Да, это ее чистый лоб и продолжающий его прямой нос, как на античном профиле греческих статуй; да, это дрожащий венчик ее ноздрей, ее благоуханный рот ярко-вишневого цвета, с нижней губой, как бы слегка разделенной легким холмиком на две части; это неясная волна ее волос, убранных на ночь; ее подбородок, выражающий упрямство и твердую волю; это ее тонкая круглая шея. Да, это ее прекрасные серые глаза, окаймленные длинными изогнутыми ресницами. Одним словом, это она, это та, от которой я хотел уйти, положив между нами непереходимую пропасть небытия!

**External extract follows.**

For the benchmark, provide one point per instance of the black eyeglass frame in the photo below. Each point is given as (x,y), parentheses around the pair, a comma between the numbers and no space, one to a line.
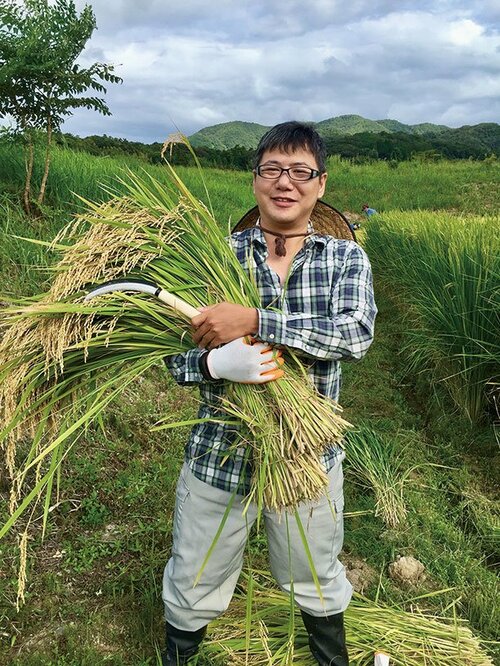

Я потушил свой фонарь, который пугал ее, и совсем близко подошел к ней. Она позволила мне взять себя за руку, и в глазах ее погасло выражение трагического испуга. Она взглянула на меня, и слабая улыбка полураскрыла ее губы...
Но нет, однако, это не она, не та, проклятая подруга, которую я оставил там, в Париже, куда она меня привлекла. Нет! Природа могла, играя, дать тебе, красивое дикое дитя, ее глаза, лоб, нос, рот, волосы, но доверчивая и обезоруживающая улыбка, с которою ты меня узнала, улыбка, слегка робкая, слегка упрямая, слегка насмешливая, ― это твоя улыбка и не имеет ничего общего с изученным движением рта той, оставшейся в Париже.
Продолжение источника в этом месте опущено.